Wednesday, December 26, 2007

China Illegal Power Plants and Coal Mines

I could never get my sons to do what I wanted, but I thought if I was a communist totalitarian government I would be able to get edits complied with. Is it possible that in China an illegal coal fired power plant is being built every day? Over 300 a year?
Illegal Power Plants, Coal Mines In China Pose Challenge for Beijing Wall Street Journal December 27, 2006 article by Shai Oster.

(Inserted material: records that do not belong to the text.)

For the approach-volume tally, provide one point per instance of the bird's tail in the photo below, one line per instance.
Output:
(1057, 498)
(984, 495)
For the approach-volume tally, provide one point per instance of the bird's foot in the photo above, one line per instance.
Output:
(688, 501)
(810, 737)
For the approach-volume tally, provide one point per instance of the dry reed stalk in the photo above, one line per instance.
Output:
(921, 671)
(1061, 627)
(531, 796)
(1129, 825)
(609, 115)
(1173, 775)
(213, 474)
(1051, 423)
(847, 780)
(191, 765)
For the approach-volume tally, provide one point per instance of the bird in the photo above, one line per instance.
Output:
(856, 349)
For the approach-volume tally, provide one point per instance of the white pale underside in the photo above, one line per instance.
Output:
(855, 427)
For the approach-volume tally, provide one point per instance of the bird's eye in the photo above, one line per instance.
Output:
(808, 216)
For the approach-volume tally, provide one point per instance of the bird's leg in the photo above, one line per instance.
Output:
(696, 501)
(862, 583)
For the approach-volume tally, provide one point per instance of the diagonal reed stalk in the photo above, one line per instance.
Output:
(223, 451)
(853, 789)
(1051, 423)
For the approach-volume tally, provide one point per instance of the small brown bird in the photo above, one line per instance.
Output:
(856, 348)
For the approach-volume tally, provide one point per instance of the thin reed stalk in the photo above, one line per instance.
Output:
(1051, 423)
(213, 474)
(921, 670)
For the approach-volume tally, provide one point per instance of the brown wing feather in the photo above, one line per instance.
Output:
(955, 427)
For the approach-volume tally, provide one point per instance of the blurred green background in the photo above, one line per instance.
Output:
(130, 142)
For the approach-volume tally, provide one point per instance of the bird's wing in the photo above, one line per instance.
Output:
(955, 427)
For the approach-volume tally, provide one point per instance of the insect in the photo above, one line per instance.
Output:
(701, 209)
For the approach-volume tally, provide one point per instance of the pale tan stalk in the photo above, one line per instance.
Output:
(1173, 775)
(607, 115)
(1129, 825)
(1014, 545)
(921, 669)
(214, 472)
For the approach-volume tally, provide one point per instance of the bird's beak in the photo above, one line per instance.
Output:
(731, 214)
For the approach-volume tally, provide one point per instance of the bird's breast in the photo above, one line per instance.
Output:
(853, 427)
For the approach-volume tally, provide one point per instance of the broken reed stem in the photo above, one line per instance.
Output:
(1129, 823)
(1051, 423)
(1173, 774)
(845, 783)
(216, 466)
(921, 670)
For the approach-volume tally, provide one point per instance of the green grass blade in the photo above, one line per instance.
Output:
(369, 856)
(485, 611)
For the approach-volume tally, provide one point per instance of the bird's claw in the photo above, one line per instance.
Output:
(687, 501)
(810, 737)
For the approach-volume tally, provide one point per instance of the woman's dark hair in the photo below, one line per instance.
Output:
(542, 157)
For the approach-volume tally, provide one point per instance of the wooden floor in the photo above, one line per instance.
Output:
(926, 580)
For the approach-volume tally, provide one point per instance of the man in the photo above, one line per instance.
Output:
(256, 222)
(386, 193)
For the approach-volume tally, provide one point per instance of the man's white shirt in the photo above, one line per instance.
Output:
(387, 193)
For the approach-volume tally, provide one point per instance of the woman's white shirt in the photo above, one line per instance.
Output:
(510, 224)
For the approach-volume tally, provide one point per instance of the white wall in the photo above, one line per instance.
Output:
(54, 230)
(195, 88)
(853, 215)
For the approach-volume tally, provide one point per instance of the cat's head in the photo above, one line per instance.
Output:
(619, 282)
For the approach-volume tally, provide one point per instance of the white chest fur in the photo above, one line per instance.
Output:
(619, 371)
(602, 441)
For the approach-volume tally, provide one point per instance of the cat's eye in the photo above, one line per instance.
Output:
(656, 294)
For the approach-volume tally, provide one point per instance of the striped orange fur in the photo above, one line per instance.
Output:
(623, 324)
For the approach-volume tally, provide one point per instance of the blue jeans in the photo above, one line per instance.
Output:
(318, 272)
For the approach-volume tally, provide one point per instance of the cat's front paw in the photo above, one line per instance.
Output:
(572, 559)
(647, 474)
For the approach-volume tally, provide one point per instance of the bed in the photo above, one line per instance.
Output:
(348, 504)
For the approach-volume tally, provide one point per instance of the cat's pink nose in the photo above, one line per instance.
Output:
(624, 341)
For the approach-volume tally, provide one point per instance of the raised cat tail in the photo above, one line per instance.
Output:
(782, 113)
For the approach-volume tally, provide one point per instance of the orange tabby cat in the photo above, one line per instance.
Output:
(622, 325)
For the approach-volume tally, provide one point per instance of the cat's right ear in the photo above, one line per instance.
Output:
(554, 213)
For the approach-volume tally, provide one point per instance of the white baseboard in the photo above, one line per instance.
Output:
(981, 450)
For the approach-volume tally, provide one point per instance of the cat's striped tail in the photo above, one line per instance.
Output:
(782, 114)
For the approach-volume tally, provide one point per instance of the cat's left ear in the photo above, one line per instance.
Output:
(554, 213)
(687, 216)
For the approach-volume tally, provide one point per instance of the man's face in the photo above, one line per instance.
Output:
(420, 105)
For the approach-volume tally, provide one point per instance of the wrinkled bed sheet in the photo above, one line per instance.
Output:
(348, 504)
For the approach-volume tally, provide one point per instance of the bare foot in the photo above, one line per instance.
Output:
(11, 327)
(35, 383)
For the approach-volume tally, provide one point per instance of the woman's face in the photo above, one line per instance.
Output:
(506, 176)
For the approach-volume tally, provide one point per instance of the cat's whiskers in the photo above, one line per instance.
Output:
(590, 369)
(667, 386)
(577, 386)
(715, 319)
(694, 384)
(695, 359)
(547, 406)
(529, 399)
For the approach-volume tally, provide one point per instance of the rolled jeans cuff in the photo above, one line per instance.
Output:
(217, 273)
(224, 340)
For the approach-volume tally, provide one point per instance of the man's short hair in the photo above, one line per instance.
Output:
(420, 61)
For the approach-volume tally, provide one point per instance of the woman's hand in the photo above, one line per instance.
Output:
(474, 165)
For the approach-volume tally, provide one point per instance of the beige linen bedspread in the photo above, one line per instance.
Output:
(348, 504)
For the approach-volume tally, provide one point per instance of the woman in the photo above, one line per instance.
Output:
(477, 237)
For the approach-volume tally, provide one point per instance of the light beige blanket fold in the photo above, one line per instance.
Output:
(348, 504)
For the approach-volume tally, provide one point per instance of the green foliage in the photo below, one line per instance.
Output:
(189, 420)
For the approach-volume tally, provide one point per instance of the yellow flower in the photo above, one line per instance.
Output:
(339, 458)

■ “China's out-of-control demand for energy”
■ China “central government discovered that Inner Mongolia had illegally built about 10 power plants, or 8.6 gigawatts of electricity-generating capacity -- equal to about a 10th of the United Kingdom's total capacity”
■ “The illegal plants … stand out as polluters even in an industry that is one of China's leading sources of emissions”
■ “demand for … coal … has spawned thousands of illegal coal mines that have contributed to more than 4,000 coal-mining deaths in China this year”
■ “One fifth of the power plants in China are illegal, according to government estimates -- enough to light up all of the U.K. While the electricity they supply is essential to power China's growth, the uncontrolled manner in which they are multiplying, often under the protection of local authorities, poses a challenge to Beijing's authority and its grip on energy policy.”
■ “The central government is likewise finding it hard to crack down on illegal coal mines. In past years it has shut down thousands of mines -- only to see thousands more spring up in their place. The primary reason: the soaring profits to be made from selling coal to China's power plants are a powerful temptation.”
■ “construction continues today at the Xinfeng plant nearly a year after Beijing ordered it stopped”
■ “5,938 coal miners were killed in accidents, mostly in smaller, illegal mines. Such accidents are so commonplace here that only the larger ones rank as news.”
■ “Coal is one of the biggest pollution sources in China”
■ “Coal consumption initially crept up slowly, to around 1.5 billion metric tons a year in the mid-1990s, from just under one billion metric tons a year a decade earlier. Last year, however, China consumed about 2.2 billion metric tons of coal, one-third of the world's total and more than any other country.”
■ “Natural gas, which burns more efficiently and causes far less pollution, has proved too expensive to compete effectively”
■ “Smaller, often inefficient, and dangerous mines account for about a third of China's coal production. They are so important to meeting its energy needs that the central government recently delayed plans to improve safety by shuttering many of them.”
■ “In 2003 and 2004, massive power shortages in the south led to rolling blackouts. Local authorities across China decided to build power plants, often illegally, to keep their local economies humming.”
■ “Mr. Yan's hometown in the mountains of Hunan didn't have electricity until 1990. At first, his house had one light bulb. Now, the money he earns from construction has paid for a television, washing machine, refrigerator and air conditioning, a pattern repeated in millions of homes across China as people get richer.”